Elder abuse and neglect is an ignored social and health problem that society would deny rather than confront. Indeed, the problem is comparable to that of child abuse and violence against women three decades ago. Awareness of elder abuse has only began to surface recently due to strong campaigns backed up by tangible evidence of its prevalence. Despite these campaigns, denial prevails and it will take some more time before society realizes the full scale of elder abuse. The situation is compounded by the fact that instances of elder abuse and extremely underreported, making it difficult to assess its full extent. However, a few studies have shed some light on the situation and this has increased awareness, but not to the level that can reduce the prevalence rates by a significant margin.

Early detection of elder abuse by a physician can aid in fighting the vice. Physicians must be on the lookout for signs that may indicate elder abuse and neglect, and commence further investigations to ascertain the truth. However, recommending physician investigation of suspected cases of elder abuse and use of abuse detection tools will not be enough. It takes collaborative efforts among the community, authorities, and organizations to help combat elder abuse.

References

D’Avolio D. et al. (2001). Screening for abuse:barriers and opportunities. Health Care for Women International, 22:349–362.

Lithwick M. et al. (1999). The mistreatment of older adults: perpetrator–victim relationships and interventions. Journal of Elder Abuse and Neglect, 11:95–112.

Nahmiash D., Reis M. (2000). Most successful intervention strategies for abused older adults. Journal of Elder Abuse and Neglect,12:53–70.

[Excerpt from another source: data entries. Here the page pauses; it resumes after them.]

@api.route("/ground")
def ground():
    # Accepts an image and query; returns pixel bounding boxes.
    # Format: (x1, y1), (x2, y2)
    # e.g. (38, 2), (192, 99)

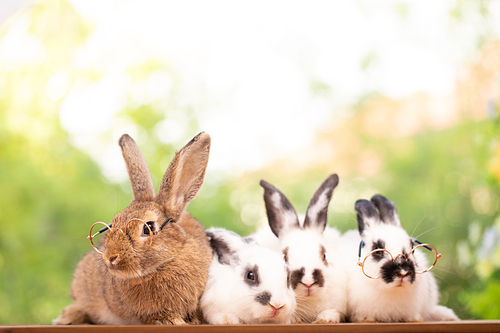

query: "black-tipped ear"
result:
(205, 229), (244, 266)
(260, 180), (300, 238)
(371, 194), (401, 226)
(304, 174), (339, 233)
(354, 199), (380, 235)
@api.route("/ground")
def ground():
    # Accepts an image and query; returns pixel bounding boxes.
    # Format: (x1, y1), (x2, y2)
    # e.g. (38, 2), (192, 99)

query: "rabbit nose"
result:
(108, 254), (118, 265)
(269, 302), (285, 310)
(269, 302), (285, 317)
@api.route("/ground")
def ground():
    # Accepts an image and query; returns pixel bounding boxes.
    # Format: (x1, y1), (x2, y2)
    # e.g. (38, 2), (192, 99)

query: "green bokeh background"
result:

National Center on Elderly Abuse. (1998). The National Elder Abuse Incidence Study. Final Report. September 1998.

Perel-Levin, S. (2008). Discussing Screening for Elder Abuse at Primary Health Care level Discussing Screening for Elder Abuse at Primary Health Care level. Geneva: WHO Document Production Services, Geneva, Switzerland.

Tatara T., Kuzmeskus L. B. (1997). Summaries of the statistical data on elder abuse in domestic settings for FY 95 and FY 96. Washington, DC: National Center on Elder Abuse, vii-ix.